Ghazal 129, Verse 6x

{129,6x}

har daa;G-e taazah yak dil-e daa;G-inti:zaar hai
((ar.z-e fa.zaa-e siinah-e dard-imtihaa;N nah puuchh

1) every fresh wound is a single wound-awaiting heart
2) the offering/breadth of the spaciousness of the pain-testing breast-- don't ask

Notes:

daa;G : 'A mark burnt in, a brand, cautery; mark, spot, speck; stain; stigma; blemish; iron-mould; freckle; pock; scar, cicatrix; wound, sore; grief, sorrow; misfortune, calamity; loss, injury, damage'. (Platts p.501)

 

((ar.z : 'Presenting or representing; representation, petition, request, address; — Breadth, width'. (Platts p.760)

 

fa.zaa : 'Width, spaciousness, openness, extensiveness (of ground, &c.); an open area, a court, a yard; a spacious tract, a wide expanse of land, a plain'. (Platts p.782)

Gyan Chand:

My breast likes pain and wounds; it tests their intensity. When a new wound of longing occurs, then it becomes a kind of heart that would be waiting for pain. As if each new wound searches for another new wound. How can the expansiveness/scope of such a wound-loving breast be conveyed! (317)

FWP:

SETS == GROTESQUERIE; INEXPRESSIBILITY
TESTING: {4,4}

Raza p. 165; Raza p. 166. S. R. Faruqi's choices. This verse is from a different, unpublished, ham-:tar;h ghazal from 1816, and is included for comparison. In the unpublished ghazal, this was the sixth verse.

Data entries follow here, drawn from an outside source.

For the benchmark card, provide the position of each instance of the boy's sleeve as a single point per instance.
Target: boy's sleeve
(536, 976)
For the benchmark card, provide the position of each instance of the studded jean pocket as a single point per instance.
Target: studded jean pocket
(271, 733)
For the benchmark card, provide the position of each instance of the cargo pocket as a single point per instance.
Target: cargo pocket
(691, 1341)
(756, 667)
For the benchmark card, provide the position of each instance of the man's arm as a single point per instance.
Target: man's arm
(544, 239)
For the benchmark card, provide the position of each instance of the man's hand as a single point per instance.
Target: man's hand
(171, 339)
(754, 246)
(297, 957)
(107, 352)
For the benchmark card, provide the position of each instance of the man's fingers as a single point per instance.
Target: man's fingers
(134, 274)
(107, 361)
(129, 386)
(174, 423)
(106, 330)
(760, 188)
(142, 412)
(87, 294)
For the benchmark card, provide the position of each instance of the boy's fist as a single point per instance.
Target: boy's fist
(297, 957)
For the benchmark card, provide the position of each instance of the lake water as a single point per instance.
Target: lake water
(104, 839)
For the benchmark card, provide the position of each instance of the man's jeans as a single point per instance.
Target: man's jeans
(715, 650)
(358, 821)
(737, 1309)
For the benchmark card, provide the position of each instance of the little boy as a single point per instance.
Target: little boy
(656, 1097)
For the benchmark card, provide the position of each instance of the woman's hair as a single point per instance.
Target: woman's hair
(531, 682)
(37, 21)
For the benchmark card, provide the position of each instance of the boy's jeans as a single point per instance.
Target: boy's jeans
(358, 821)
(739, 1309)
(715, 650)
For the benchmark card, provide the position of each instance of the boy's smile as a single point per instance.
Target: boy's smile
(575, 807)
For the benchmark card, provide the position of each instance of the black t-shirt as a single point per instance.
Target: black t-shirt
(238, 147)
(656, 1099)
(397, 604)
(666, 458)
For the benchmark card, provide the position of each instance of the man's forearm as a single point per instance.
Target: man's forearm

About noun compounds: This verse displays two sets of compounded nouns, literally 'wound-wait' [daa;G-inti:zaar] and 'pain-test' [dard-imtihaa;N]. These constructions, so versatile and ubiquitous in English ('junk food', 'horse show', 'show horse', 'vacuum cleaner', 'fire hose', 'time machine', 'endurance test'), are uncommon in Urdu. (Cases like :taalib-((ilm are just dropped i.zaafat phrases; a real noun compound would be ((ilm-:taalib ). Ghalib uses such compounded nouns more freely in his early verses, in which he's more willing to warp the syntax of his lines. As in English, the relationship of the two nouns is flexible and must be deduced from the context. More examples: {12,5x}; {40,6x}; {129,5x}; {130,5x}; {145,7x}; {208,10}. (Petrified compound words that have Persian-verb-based second elements are of course another matter, and appear everywhere: consider jigar-sozii and sar-parastii and the like, and the extremely bonded case of dil-chaspii .)

The wordplay with ((ar.z and fa.zaa suggests a vision of the lover's breast as becoming constantly wider and more open (which in principle is of course a virtue). Each wound contributes to the process by literally 'opening up' and exposing a new, formerly inner part, so that the surface area increases. And then each wound itself somehow becomes a whole new heart, ready and waiting for another wound, starting the process all over again in what must quickly become something like a fractal geometry of constantly multiplying wounds and hearts.

Is this grotesque, or what! It reminds me of {62,6} with its vision of many additional blood-spouting eyes.

Anyway, this whole process is so enjoyable that the breast is 'pain-testing'-- because it's constantly looking around for newer and sharper sources of pain, and never gets enough. It could also be that the breast is 'pain-tested', but then the parallelism with the first line (where only 'wound-awaiting' works, and not 'wound-awaited') would be lost. In any case, this such a testing, or tested, heart is well worthy of making, or else of becoming, an 'offering' or a 'presentation' so extraordinary that it's simply inexpressible in words.